But the nuclear issue was merely a bargaining chip that Iran skillfully used to preserve its regional and international military activities. Obama deliberately sidelined key stakeholders from the talks, particularly the Gulf states and Israel, and ignored the concerns of countries in the region.
Iran treated the agreement as a license to expand its influence and dominate Iraq, Syria, Lebanon, Yemen, and Gaza, while threatening others. Tehran spent over $100 billion in frozen assets – released with Washington’s approval – on military activities that destabilized much of the region.
In the negotiations in Oman’s capital, the faces may have been new, but the core issues remained the same as those raised in March 2013: halting Iran’s militarized nuclear program, ending its support and funding for regional militias, and refraining from interfering in other nations’ affairs. Obama had settled for a deal focused solely on the nuclear issue.
Can we place our bets on Trump?
So far, Trump’s approach has been clearer and more assertive compared to Obama, who had backed down in the face of Iran’s supreme leader and retreated from his infamous “red line” after the Assad regime used chemical weapons in Syria.
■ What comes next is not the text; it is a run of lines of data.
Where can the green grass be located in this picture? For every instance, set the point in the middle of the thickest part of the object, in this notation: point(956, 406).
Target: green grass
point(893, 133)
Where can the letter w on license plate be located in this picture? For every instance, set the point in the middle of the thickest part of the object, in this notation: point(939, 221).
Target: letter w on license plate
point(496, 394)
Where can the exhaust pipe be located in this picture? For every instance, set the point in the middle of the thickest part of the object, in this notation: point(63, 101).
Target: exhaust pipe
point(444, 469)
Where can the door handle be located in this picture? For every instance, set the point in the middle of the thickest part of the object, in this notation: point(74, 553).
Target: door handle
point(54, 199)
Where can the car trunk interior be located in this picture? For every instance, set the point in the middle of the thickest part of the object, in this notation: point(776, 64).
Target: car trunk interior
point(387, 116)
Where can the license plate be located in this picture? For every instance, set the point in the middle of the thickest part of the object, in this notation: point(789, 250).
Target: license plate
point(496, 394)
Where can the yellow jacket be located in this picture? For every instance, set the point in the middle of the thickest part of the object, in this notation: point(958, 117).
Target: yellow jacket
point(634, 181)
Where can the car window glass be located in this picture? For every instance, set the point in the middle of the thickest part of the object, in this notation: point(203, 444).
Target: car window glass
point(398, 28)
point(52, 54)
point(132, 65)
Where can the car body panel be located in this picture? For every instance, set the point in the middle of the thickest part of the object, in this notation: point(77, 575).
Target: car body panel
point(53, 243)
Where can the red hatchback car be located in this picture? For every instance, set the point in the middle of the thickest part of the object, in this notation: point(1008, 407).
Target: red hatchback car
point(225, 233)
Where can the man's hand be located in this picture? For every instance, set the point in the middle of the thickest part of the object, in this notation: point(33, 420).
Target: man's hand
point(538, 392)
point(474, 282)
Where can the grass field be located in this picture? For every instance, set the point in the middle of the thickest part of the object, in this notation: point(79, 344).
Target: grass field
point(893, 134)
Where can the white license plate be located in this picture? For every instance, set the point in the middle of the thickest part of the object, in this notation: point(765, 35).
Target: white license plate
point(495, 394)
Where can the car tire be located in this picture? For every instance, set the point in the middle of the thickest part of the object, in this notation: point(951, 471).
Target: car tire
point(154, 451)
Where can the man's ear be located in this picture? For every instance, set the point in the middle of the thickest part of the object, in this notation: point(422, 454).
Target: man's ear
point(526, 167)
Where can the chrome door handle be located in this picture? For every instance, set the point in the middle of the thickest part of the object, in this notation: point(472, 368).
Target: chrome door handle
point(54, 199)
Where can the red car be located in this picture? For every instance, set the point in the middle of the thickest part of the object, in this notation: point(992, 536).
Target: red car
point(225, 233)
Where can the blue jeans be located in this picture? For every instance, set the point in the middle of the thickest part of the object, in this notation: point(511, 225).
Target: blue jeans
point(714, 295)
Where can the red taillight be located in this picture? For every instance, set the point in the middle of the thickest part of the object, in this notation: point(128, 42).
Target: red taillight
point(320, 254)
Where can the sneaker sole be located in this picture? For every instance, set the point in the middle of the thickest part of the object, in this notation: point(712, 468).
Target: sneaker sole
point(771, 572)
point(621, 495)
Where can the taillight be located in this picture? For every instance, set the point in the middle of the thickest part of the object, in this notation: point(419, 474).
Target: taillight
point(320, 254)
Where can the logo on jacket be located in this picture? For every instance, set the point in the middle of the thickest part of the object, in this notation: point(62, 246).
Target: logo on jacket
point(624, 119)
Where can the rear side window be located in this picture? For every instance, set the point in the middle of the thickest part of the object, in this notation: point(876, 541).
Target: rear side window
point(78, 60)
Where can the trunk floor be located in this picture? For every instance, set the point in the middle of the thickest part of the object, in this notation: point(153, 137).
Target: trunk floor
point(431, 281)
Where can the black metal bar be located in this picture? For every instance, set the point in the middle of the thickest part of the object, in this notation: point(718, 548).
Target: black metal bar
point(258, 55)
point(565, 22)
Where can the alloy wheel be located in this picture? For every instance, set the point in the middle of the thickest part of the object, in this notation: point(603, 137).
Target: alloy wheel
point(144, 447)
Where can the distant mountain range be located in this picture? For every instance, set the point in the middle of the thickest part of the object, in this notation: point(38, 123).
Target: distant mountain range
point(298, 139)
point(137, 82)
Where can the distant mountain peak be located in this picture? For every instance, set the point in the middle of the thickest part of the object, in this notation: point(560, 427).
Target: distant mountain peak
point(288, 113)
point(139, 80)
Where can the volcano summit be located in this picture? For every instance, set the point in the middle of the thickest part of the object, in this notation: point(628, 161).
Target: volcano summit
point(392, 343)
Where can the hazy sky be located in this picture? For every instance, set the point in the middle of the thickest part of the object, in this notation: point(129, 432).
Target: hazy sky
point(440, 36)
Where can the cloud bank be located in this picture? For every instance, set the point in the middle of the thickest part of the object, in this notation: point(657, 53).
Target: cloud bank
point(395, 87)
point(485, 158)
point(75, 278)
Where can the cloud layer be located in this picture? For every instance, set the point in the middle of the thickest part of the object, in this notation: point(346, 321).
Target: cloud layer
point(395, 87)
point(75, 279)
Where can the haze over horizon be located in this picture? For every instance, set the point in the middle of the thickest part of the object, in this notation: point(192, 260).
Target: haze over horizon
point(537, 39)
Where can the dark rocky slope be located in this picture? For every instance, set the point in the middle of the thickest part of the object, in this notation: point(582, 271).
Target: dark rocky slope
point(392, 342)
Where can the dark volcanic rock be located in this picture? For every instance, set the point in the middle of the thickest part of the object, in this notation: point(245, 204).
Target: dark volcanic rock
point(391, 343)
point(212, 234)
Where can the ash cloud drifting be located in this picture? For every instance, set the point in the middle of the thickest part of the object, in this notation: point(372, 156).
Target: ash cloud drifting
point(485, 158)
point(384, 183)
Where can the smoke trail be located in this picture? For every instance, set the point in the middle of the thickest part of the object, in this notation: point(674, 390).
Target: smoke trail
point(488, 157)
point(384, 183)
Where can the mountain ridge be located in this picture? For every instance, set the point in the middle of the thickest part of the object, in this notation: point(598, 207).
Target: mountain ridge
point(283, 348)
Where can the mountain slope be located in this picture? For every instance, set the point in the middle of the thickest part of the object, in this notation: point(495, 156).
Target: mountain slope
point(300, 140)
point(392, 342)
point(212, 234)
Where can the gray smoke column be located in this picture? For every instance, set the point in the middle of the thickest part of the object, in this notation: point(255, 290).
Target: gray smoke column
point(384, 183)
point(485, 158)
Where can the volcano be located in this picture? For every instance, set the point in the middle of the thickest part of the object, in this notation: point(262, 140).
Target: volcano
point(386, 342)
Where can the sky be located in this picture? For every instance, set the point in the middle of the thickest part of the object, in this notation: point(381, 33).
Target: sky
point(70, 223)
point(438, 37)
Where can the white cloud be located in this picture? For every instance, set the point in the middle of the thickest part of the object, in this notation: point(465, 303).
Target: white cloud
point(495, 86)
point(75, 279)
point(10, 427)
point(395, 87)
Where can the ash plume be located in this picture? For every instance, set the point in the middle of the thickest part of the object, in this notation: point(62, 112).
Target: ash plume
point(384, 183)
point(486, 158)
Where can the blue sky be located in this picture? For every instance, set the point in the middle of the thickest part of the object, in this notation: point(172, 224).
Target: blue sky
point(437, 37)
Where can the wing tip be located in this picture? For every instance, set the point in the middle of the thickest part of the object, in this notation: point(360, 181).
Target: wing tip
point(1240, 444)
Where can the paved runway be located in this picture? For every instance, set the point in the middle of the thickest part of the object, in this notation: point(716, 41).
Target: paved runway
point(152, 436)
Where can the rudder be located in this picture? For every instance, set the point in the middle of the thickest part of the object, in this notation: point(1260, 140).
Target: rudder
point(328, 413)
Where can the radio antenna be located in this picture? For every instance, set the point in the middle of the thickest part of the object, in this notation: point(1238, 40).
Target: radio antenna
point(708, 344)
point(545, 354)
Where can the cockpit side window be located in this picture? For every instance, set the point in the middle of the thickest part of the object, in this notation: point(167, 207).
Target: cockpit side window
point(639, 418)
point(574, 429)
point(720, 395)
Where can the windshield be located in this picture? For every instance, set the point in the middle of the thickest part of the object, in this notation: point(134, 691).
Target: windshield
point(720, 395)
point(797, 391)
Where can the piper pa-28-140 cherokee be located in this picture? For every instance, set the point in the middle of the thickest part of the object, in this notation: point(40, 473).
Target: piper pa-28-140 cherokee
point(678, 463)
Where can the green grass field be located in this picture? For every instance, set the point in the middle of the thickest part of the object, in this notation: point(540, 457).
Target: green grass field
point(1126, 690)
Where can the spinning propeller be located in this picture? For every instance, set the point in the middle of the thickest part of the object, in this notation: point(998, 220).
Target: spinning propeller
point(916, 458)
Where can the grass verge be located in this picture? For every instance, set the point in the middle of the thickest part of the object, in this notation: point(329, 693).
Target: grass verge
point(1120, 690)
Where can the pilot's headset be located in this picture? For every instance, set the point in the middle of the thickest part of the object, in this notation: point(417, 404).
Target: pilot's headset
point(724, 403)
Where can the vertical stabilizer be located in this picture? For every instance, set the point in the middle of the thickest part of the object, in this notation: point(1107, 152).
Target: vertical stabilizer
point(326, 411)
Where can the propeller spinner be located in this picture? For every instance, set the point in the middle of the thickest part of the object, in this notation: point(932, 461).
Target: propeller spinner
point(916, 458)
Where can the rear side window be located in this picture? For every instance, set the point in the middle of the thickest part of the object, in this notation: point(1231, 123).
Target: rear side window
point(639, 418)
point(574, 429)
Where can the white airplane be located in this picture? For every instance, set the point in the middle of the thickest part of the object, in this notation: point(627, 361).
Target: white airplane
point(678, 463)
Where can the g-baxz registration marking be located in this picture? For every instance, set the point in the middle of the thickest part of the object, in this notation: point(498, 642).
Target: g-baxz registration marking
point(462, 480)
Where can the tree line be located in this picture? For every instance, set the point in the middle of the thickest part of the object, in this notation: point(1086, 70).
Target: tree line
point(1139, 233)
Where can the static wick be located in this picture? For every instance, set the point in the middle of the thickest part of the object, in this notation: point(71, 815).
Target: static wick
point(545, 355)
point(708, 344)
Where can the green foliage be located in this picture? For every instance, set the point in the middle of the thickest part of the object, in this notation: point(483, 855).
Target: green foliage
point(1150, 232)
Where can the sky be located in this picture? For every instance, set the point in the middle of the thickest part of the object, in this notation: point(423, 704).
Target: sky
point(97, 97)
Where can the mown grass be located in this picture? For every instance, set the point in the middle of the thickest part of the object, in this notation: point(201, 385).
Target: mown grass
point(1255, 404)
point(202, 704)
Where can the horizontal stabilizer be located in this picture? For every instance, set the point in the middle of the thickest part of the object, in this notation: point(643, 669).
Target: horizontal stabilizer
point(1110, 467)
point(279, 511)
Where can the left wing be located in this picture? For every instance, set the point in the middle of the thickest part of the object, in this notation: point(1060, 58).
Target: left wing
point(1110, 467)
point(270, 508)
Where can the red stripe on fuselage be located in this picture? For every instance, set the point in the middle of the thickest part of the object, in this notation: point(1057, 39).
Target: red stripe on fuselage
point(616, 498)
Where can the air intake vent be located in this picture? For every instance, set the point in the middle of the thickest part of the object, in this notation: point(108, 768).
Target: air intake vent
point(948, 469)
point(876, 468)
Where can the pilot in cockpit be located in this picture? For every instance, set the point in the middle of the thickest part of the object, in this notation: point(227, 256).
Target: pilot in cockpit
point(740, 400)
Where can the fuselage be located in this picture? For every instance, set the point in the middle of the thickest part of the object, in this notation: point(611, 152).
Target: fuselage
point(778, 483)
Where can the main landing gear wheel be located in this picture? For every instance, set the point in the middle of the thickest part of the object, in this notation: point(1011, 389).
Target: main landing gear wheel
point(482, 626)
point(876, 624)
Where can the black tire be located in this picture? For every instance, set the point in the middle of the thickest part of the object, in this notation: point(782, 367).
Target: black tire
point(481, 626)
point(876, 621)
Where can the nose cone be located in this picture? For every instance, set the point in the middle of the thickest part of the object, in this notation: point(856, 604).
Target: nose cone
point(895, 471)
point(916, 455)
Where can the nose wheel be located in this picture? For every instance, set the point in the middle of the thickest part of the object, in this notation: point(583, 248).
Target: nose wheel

Trump had already set the stage politically ahead of the Muscat negotiations. He has deployed more US forces to the region, launched operations to dismantle Houthi capabilities in Yemen, tasked his envoy Steve Witkoff with initiating contact with Tehran, sent a direct message to Iran’s supreme leader, imposed new sanctions on Iranian oil exports, welcomed Israeli Prime Minister Benjamin Netanyahu to the White House, and publicly spoke of the military option.
All these steps aim to strengthen his hand at the negotiating table.
The Iranians are not in a favorable position, but they’ve responded with their own moves. The supreme leader adopted a hardline stance while leaving it to the government to give final approval. Tehran issued its response to Trump via an op-ed by its Foreign Minister in The Washington Post.
On the ground, Hezbollah no longer seems to be complying with its agreement with Israel, and the Houthis have rejected Washington’s call to stop attacking maritime navigation – despite being bombed about a month ago, likely to strengthen Tehran’s negotiating position.
The most significant detail in Trump’s leaked letter to Khamenei is that he expressed his willingness to negotiate but set a strict two-month deadline to reach a deal, which he might extend if the initial talks show promise. However, he also warned that if an agreement is not reached, Iran’s nuclear facilities would be targeted – and “Israel would carry out the mission,” as he declared while seated next to Netanyahu.
This scene is entirely different from the atmosphere surrounding Obama’s negotiations and his conciliatory image. Trump comes into this with a fearsome reputation for not shying away from confronting half the world. His team is now heading to the table as Iran finds itself in its weakest state – after Israel dismantled its foreign arms, namely Hezbollah and Hamas, and with the Assad regime collapsing.
Trump has a strong chance of securing an unprecedented “good” deal with Iran if he maintains his firm stance and if his team can counter Tehran’s shrewd tactics. The balance of power now tilts toward Israel, which has crippled Iran’s regional proxies, stripping Tehran of the “proxy card” it once used as a threat and negotiation tool. Additionally, Trump has begun delivering on his promise to deprive Tehran of oil revenue, placing the country in financial distress unless it reaches a deal with him.
Therefore, Iran’s options have become limited – making a real possibility for peace more tangible, starting in Muscat and potentially continuing with broader regional peace agreements.